Maybe it was because that was my very first Sunday, but from six years later, it looks to me like you've done just that!  You've looked around time after time to find our five loaves and two fish… asked Jesus to bless those bits and gave them something to eat!  We took two Ministry Development Grants and three Thrivent Grants and from those we’ve now fed hundreds and hundreds of hikers on the Appalachian Trail.  Fed them with hot dogs and hamburgers, but also with an enthusiastic, all inclusive, and generous welcome all while also feeding our volunteers with love, compassion, and joy!  We took generous memorial gifts from Jim McGraw, Patrick Burns, Hope Swanson, and Michael Platt and another generous grant and powered our church with the Sun!  A gift that keep multiplying with every sunny day!  We updated the 1866 welcome statement (which was really good already) and set out our now famous rainbow chairs, started Beer and Hymns, started Sheffield Pride, started Silent Movie Night, and Broadway Cabaret… which, by the way, is right now multiplying into an opportunity for one of our stars to do a one woman show with Barrington Stage next summer!  


And let’s not forget how, during the pandemic, we went about connecting families who were hungry, with families who wanted to help, through The Marketplace’s Thursday Family Meal offering… and with that connection Feeding Sheffield was brought to life.  If you want a literal loaves and fishes story… there you go!  Out of that program grew the Lich Gate Concert Series and with the end of Covid, the Parish Fair was resurrected into new life as the Berkstock Food & Music Festival.  We’ve remodeled the Grey Cottage and now that both apartments are rented we will be seeing about $40,000 a year in income from that property that will pay off our debt and multiply our endowment which will multiply how we can keep on “giving folks something to eat” in ways we have yet to imagine, well into the future.  
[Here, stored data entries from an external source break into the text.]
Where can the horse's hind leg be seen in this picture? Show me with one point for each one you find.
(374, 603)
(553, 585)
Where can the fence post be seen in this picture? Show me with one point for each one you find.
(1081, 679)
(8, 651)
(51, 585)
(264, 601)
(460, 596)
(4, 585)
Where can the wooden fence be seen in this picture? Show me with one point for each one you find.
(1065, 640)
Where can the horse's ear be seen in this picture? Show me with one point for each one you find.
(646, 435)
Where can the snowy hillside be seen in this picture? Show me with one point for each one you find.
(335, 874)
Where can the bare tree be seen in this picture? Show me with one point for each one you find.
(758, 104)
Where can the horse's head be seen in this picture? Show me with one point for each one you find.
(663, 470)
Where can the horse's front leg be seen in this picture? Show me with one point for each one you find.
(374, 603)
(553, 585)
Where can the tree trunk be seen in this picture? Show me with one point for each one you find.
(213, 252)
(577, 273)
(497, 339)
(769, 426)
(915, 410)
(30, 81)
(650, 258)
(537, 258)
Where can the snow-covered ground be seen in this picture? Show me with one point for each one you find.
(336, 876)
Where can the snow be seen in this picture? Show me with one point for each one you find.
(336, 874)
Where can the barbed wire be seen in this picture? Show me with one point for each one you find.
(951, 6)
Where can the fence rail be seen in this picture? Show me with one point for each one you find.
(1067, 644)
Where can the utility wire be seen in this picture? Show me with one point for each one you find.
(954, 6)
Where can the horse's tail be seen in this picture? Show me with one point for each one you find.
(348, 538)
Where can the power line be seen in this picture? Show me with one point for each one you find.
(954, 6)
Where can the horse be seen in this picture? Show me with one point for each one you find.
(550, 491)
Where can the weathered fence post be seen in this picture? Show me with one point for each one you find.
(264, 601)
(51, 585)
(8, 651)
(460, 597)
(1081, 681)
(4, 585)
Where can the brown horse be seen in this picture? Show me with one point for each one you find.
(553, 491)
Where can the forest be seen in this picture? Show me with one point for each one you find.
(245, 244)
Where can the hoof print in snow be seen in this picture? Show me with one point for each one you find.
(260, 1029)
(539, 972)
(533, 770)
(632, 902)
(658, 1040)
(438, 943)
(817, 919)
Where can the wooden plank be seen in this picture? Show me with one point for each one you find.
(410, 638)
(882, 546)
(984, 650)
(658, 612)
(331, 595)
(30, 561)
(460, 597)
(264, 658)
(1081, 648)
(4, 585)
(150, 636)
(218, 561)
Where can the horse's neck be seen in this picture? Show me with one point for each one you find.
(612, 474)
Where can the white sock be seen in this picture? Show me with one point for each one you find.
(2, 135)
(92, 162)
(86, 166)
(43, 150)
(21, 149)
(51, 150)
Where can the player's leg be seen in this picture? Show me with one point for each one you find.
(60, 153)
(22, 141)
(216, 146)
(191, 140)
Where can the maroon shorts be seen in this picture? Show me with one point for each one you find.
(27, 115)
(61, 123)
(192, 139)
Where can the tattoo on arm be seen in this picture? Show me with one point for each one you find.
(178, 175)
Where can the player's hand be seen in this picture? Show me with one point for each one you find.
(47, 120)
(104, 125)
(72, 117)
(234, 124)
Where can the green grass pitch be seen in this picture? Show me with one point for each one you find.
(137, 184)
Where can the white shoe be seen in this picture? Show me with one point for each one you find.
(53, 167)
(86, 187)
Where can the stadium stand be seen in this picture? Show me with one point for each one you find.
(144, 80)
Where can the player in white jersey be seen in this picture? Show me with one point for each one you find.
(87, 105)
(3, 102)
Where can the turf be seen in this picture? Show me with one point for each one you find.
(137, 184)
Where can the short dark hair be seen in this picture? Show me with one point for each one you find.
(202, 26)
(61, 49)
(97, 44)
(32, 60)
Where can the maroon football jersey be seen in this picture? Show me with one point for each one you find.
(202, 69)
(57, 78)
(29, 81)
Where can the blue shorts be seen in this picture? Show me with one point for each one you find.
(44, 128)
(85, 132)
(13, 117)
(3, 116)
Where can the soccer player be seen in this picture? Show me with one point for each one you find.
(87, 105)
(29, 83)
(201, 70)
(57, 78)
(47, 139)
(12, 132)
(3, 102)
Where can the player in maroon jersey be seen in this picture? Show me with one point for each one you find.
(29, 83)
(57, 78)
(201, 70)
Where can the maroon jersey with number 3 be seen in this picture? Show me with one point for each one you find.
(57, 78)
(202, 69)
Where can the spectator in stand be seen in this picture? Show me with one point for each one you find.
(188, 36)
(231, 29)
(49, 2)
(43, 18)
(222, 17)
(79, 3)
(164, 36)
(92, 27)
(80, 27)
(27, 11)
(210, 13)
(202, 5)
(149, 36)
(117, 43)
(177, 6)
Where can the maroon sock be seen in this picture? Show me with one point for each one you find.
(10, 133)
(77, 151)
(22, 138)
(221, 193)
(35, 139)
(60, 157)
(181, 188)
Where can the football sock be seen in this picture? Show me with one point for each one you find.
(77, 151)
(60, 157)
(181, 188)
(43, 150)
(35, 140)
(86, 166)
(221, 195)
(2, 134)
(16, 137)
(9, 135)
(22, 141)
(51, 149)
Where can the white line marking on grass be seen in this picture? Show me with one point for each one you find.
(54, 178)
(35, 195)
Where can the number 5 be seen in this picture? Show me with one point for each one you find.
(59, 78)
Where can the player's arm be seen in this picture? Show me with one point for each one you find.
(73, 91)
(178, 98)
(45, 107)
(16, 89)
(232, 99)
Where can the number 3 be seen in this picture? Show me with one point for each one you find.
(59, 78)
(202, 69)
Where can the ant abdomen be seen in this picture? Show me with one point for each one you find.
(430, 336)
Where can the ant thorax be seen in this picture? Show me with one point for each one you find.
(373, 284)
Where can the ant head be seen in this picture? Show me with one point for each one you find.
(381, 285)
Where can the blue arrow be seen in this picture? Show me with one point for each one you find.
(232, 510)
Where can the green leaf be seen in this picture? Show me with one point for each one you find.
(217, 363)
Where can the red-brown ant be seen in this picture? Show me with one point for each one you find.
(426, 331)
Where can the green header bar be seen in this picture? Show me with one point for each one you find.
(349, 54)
We need to keep reminding each other of all the miracles we’ve seen done in our presence in these past six years.  The temptation to be overwhelmed by the continuing hungers all around us and say “It can’t be done.  It just won’t work.  We don’t have the money for that.  We don’t have the people for that”… that temptation is always present.  That is why our challenge for our next half a dozen years together is to constantly remind each other that this miracle of bringing abundant life to those who are hungry… We’ve seen it happen time and time again.  We’ve seen simple, small bits blessed and transformed into life giving food that has the power to feed every sort of hunger… and with leftovers to spare!  So if you are wondering... THAT is what we’ll be up to in the next half dozen years… continuing to give those around us something to eat.  Amen.